Fuck. I will return to England after the funeral. The Australian men’s team will have subsided, the women will be fighting back. All of it will be irrelevant. I will run into Chris at a match. He will tell me that he’s thought of her every day, and confirm that a heaviness has stayed with us all.

We have this religion about hardship. How it makes us stronger. How each setback increases the distance we can travel, each swing of the axe pares us back to something sleeker. Scars fuse into a carapace, misfortune begets wisdom as though bad luck were a vaccination. This has the same provenance as all religious belief: a fear of how to get through life if suffering serves no purpose.

In 1976 Jeff Thomson busted his bowling shoulder by crashing into a teammate. He was probably the fastest ever, but he was never as fast again. The perfect machine of youth was dented. We are injured and told it will heal, not conceiving that healing is partial, that we will carry the dull memory of that damage with every step. Enough scar tissue and a joint can’t move.

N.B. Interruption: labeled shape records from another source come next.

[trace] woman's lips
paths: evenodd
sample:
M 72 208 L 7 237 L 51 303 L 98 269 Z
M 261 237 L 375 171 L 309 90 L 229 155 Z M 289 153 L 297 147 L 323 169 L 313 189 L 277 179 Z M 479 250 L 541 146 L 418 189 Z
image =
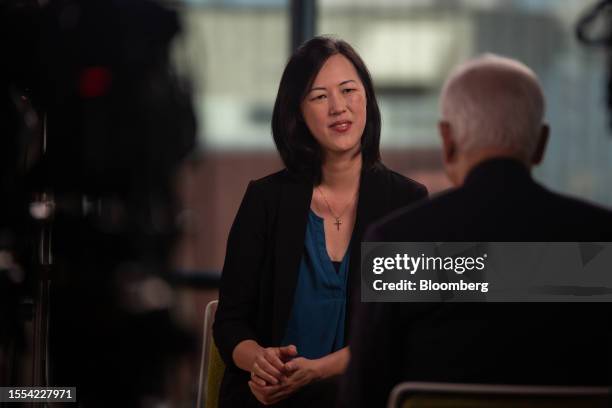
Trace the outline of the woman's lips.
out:
M 332 123 L 330 128 L 332 128 L 334 131 L 338 132 L 338 133 L 345 133 L 348 132 L 349 129 L 351 128 L 351 122 L 349 121 L 340 121 L 340 122 L 335 122 Z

We’re not all going to make it. Some of us crash up against life so hard we break, or part of the mechanism does. Tip over a grandfather clock and see what is knocked out of true. Some of us limp on, some only get so far. There are those so alone they live in their own world among ghosts; those who despite any amount of love can’t find a way to carry on. Many live the fear and joy of having children, knowing those kids can’t be guarded or recalled.

You step delicately
into the wild world
and your real prize will be
the frantic search.
Want everything. If you break
break going out not in.

But the real message of that missive is: don’t break. Please. Let probability’s burden fall on someone else’s child. We are brutal in our computing of the numbers but we cannot do it differently. We raise our loved ones up then send them into that wildness. We carry model ships down to the docks and regard the ocean. The water is treacherous, the expanse unthinkable. All we want is to keep safe what we love. But there is nothing for it. We push our fragile craft out to sea, and scour dockside markets for amulets against storms.